Greenpeace Wants Europe to Rewrite American Law

Fueled by the explosive rise of artificial intelligence and the data centers that power it, America’s demand for electricity has surged to record highs. Meeting that demand will require unprecedented investment in reliable, affordable energy. Yet just as the need for dependable power grows more urgent, radical climate activists are working to choke off the very projects that promise to supply it and threatening the integrity of the American judicial system in the process.
The clearest example of this troubling trend came earlier this year, when Greenpeace International filed a lawsuit in the Netherlands against the American company Energy Transfer, an extraordinary attempt to overturn a verdict issued by an American court. In the case, a North Dakota jury ordered Greenpeace to pay roughly $660 million in damages for its role in the disruptive 2016 and 2017 protests targeting Energy Transfer’s Dakota Access Pipeline.
During the North Dakota trial, jurors heard how the organization engaged in a campaign of defamation, disruption, and property damage that led to costly delays in the pipeline’s construction. One of Greenpeace’s central falsehoods was that the pipeline would cut through sacred tribal lands. In reality, Energy Transfer worked directly with tribal leaders and routed the pipeline to avoid such areas, a fact Greenpeace chose to ignore.

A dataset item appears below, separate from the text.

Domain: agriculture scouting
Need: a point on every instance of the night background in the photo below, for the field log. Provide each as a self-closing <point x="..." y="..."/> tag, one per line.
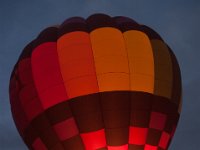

Greenpeace was also found to have dispatched paid protesters to the construction site who were carrying tools that were later used to lock agitators to equipment. These ‘hired guns’ trained protesters who assaulted law enforcement officers, set fires, and caused untold environmental damage by leaving behind 48 million pounds of garbage.
Sensing that it was likely to lose, Greenpeace filed a countersuit in the European Union, claiming Energy Transfer’s case violated a new EU directive against “Strategic Lawsuits Against Public Participation,” or SLAPPs. That measure was meant to stop frivolous lawsuits designed to silence critics, not to shield activist groups from the consequences of their own unlawful actions.
The implications of this transnational lawsuit are staggering for American energy security and judicial independence. Greenpeace’s attorneys have said that if they win, they will seek enforcement in any jurisdiction where Energy Transfer holds assets, and those assets “would be subject to seizure.” In other words, a foreign court could soon decide the fate of an American company, and by extension, the energy infrastructure that powers our economy.
If that precedent takes hold, it will open the floodgates for radical activists to weaponize the U.S. judicial system and effectively veto energy projects they disagree with. Many other climate NGOs are already turning to litigation and disruption to advance political goals. As the National Law Review recently noted, climate NGOs “have increasingly sued gas, oil, and energy companies, challenging their historic messaging on climate change, plastic recycling, and fossil fuels’ effects.” In one especially brazen case, four nonprofit organizations sued ExxonMobil over the environmental impact of single-use plastics, even though ExxonMobil doesn’t manufacture plastics.
Beyond the courtroom, radical activists have also increasingly deployed violence against American energy suppliers. In 2016, a group calling itself “ShutItDown” launched coordinated attacks on U.S. pipelines across three states in the name of “climate justice.” In 2021, an Iowa woman was charged with conspiracy to damage an energy facility after plotting to use cutting torches on the Dakota Access Pipeline. The same year, roughly 100 protesters stormed Enbridge pump stations in Minnesota, forcing out workers and damaging critical equipment.
What ties these incidents together is not a legitimate environmental concern, but a willingness to weaponize protest and the legal system to achieve ideological ends. The result is greater risk to workers, communities, and the energy systems that power our nation.
If Greenpeace succeeds in convincing a foreign court to overrule an American jury, others may be emboldened to follow suit. U.S. companies could face endless rounds of duplicative or retaliatory litigation abroad, even after winning fair verdicts at home. Such a system would also undermine legitimate environmental advocacy while crippling investment in critical infrastructure, a lose-lose situation for good-faith actors on both sides of the issue.
The stakes could not be higher. Every kilowatt that powers our factories, homes, and AI data centers depends on a stable, secure energy supply. Undermining that supply threatens not only our economy but also our technological and national security. Meeting this moment will require bold action to ensure American energy security and judicial independence are upheld.